延伸因子 1 和基质在 HIV-1 核心分解中的作用

• 批准号: 7339913
• 负责人: David Richard Hout
• 金额: $ 4.68万
• 依托单位: VANDERBILT UNIVERSITY
• 依托单位国家: 美国
• 财政年份: 2007
• 资助国家: 美国
• 起止时间: 2007-07-10 至 2009-07-09
• 项目状态: 已结题
• 来源: https://reporter.nih.gov/project-details/7339913
• 关键词: Activated Lymphocyte; Address; Adverse effects; Affect; Amino Acids; Anti-Retroviral Agents; Antibodies; Area; Attenuated; Biological; Biological Assay; Biology; Capsid; Cell Line; Cells; Cytosol; Face; Fibrinogen; Gel; Genome; Goals; HIV; HIV-1; Highly Active Antiretroviral Therapy; Infection; Laboratories; Lead; Mass Spectrum Analysis; Mutate; Onset of illness; Patients; Peptide Elongation Factor 1; Play; Process; Proteins; RNA-Directed DNA Polymerase; Rate; Recombinants; Reporter; Research; Research Personnel; Role; Structure; T-Lymphocyte; Technology; Testing; Transportation; Viral; Viral Genome; Viral Load result; Viral Matrix Proteins; Virus; human EEF1A1 protein; interest; matrix protein, Human immunodeficiency virus type 1; mutant; novel; research study; size; stable cell line

DESCRIPTION (provided by applicant): HIV-1/AIDS continues to be a global problem as no cure exists. While highly active anti-retroviral therapy is available to reduce viral loads in patients and delay the onset of disease, these treatments are costly, have numerous side effects and face a constantly mutating virus. Recently, some researchers have focused on the role cellular factors play on specific steps of HIV-1 replication in order to develop new targets for anti- retroviral therapy. One such new area of study focuses on the misunderstood process of HIV-1 core uncoating. Uncoating is defined specifically as the disassembly of the viral conical core and subsequent release of the viral genome. The Aiken laboratory has established that HIV-1 core disassembly is a highly sensitive process susceptible to small alterations in capsid stability. These alterations in core stability did not disrupt the conical structure but impaired reverse transcriptase activity and attenuated HIV-1 replication. The objective of this research is to identify the viral and cellular factors that play a role in core disassembly in order to achieve a better understanding of HIV-1 biology. This objective will be achieved by addressing three specific aims: 1. To identify a cellular factor that plays a role in HIV-1 core disassembly. 2. To determine the biological significance of this factor on HIV-1 infection. 3. To determine the role of core associated viral MA in HIV-1 uncoating and identify specific residues in MA responsible for uncoating. Completion of these three specific aims should open up a new area of research into the early post entry steps of HIV-1 replication with the possibility for identifying novel targets of anti-retroviral therapy.
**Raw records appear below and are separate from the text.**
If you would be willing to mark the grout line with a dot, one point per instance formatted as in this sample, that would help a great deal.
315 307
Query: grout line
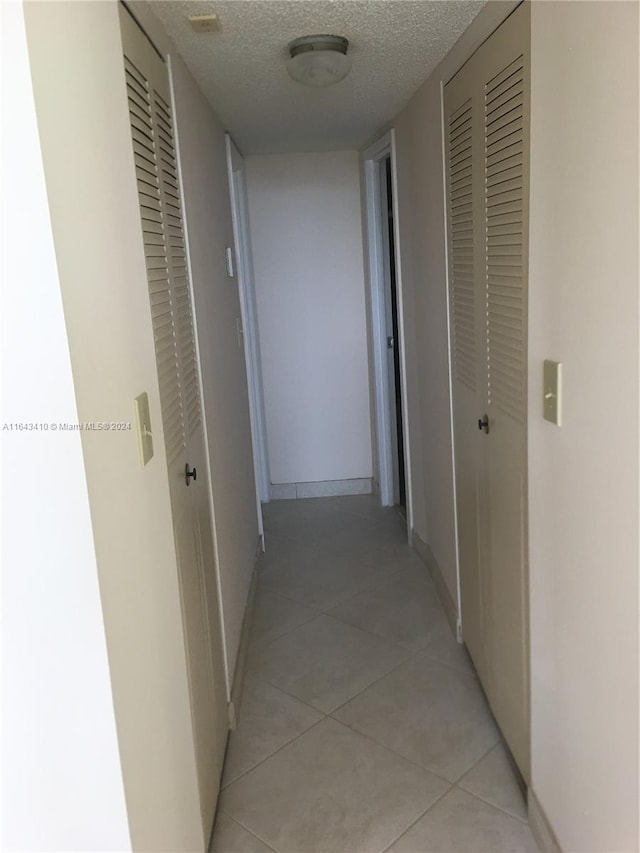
419 818
522 821
290 695
279 749
394 752
246 828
描述（由申请人提供）：HIV-1/艾滋病仍然是一个全球性的问题，因为没有治愈的存在。虽然有高度活性的抗逆转录病毒疗法可用于减少患者体内的病毒载量并延迟疾病的发作，但这些治疗费用昂贵，有许多副作用，并面临不断变异的病毒。最近，一些研究人员关注细胞因子在HIV-1复制的特定步骤中的作用，以开发抗逆转录病毒治疗的新靶点。其中一个新的研究领域集中在被误解的HIV-1核心脱壳过程。脱壳被具体定义为病毒锥形核心的分解和随后病毒基因组的释放。Aiken实验室已经确定HIV-1核心拆解是一个高度敏感的过程，对衣壳稳定性的微小改变敏感。核心稳定性的这些改变并没有破坏锥形结构，但损害了逆转录酶活性并减弱了HIV-1的复制。本研究的目的是确定在核心拆卸中发挥作用的病毒和细胞因子，以更好地了解HIV-1生物学。这一目标将通过实现三个具体目标来实现：1.鉴定在HIV-1核心分解中起作用的细胞因子。2.目的探讨该因子在HIV-1感染中的生物学意义。3.确定核心相关病毒MA在HIV-1脱壳中的作用，并确定MA中负责脱壳的特定残基。这三个具体目标的完成应开辟一个新的研究领域，进入艾滋病毒-1复制的早期后步骤，有可能确定新的抗逆转录病毒治疗的目标。